Blog: Another busy year expected with more regulation, investor activity – Pensions & Investments

It will be hard to top 2021 when it comes to ESG news, but 2022 promises to be equally busy, with more regulation and increasingly active institutional investors.

For investors, climate change will continue to dominate ESG priorities in 2022 as they ramp up efforts to decarbonize portfolios and embrace opportunities in the transition to clean energy. Other issues like biodiversity, boardroom and workforce diversity, and human capital management will also be on many investors’ radars.

In November, the United Nations’ climate change conference, COP26, in Glasgow captured the world’s attention with the enormity and urgency of the climate crisis. It also sent the message to institutional investors that meaningful progress depends on them more than ever.

Many pension funds and asset managers are taking that to heart, moving even faster to reach net-zero emissions in their portfolios by 2050 or sooner.

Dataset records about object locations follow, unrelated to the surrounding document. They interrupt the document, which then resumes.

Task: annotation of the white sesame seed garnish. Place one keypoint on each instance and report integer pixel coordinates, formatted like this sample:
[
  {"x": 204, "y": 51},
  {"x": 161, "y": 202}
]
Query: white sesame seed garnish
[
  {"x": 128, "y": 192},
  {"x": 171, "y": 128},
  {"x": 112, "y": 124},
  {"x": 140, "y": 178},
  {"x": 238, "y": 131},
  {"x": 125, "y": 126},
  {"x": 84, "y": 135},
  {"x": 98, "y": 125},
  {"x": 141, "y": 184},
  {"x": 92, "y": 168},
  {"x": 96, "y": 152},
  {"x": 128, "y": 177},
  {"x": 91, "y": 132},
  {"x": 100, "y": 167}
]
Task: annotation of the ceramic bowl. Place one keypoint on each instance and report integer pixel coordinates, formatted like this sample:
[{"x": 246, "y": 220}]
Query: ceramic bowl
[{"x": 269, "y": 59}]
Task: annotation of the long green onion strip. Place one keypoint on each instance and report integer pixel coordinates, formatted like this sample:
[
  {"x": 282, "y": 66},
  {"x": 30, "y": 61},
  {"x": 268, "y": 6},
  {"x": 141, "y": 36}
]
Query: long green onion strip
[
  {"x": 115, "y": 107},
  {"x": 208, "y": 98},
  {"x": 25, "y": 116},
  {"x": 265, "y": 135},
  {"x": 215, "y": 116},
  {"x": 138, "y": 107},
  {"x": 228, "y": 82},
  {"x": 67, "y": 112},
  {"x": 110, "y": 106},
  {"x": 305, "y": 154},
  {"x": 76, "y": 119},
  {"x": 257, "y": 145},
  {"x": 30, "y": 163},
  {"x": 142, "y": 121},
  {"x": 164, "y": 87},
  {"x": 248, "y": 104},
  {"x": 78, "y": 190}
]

Groups like the Net-Zero Asset Owner Alliance, with a collective $10 trillion in assets, and similar ones for asset managers and consultants, have made that pledge. More than half of its members, including the $500 billion California Public Employees’ Retirement System, Sacramento, have pledged 25% cuts or more by 2025, and similar pledges keep rolling in.

To reach their net-zero goals, pension funds like the C$114 billion ($89 billion) Ontario Municipal Employees’ Retirement System, Toronto, will spend the coming year calculating their portfolios’ total carbon footprint to come up with net-zero plans.

Early in 2022, more asset owners and managers will also be producing individual climate action plans, predicted Rev. Kirsten Snow Spalding, senior program director of the Ceres Investor Network in Berkeley, Calif., whose 200-plus institutional investors manage more than $47 trillion in assets. That will place more emphasis on accountability, she said. “It is not enough to have targets without plans. You’ve got to hold everybody accountable,” Ms. Spalding said.

Asset owners’ net-zero plans are making them more aggressive with the companies they invest in, or increasingly, divest from. On Dec. 20, the same day the £20 billion ($26.8 billion) National Employment Savings Trust, London, committed to a 30% reduction by 2025 in the carbon footprint of its portfolio of publicly traded stocks and bonds, it sold holdings in five energy companies it did not see working fast enough to address climate risk.

The $267.8 billion New York State Common Retirement Fund, Albany, has pledged to divest energy companies without a plan to cut emissions and transition away from fossil fuels. In December, the pension fund confirmed that it will internally manage a $2 billion passive fund pegged to an FTSE Russell climate-change risk index.

A perceived lack of progress on energy transition plans led the €523 billion ($591.3 billion) pension fund Stichting Pensioenfonds ABP, Heerlen, Netherlands, to pledge to spend 2022 divesting all its holdings in fossil-fuel companies, worth €15 billion, and reinvest that in renewable energy strategies. Other pension funds, like three public ones in Baltimore, are being told by legislators to divest from fossil fuels.

COP26 also brought good news for investors that global standards for climate disclosure in financial markets are in the works. The International Sustainability Standards Board, unveiled by the global accounting body International Financial Reporting Standards Foundation, is aiming to issue some standards by mid-2022 that local jurisdictions and public or private companies could adopt voluntarily.

“That is a very important and positive development. Alignment around what is relevant to investors and how to measure it is everything,” said Ken Mehlman, co-head of KKR Global Impact in New York and partner and co-head of global affairs at KKR & Co. Inc. KKR Global Impact invests in scalable commercial solutions to solve critical global challenges.

KKR helps lead a Ceres private equity working group helping general partners and limited partners address the impacts, risks, and opportunities of climate change in alignment with Paris Agreement goals.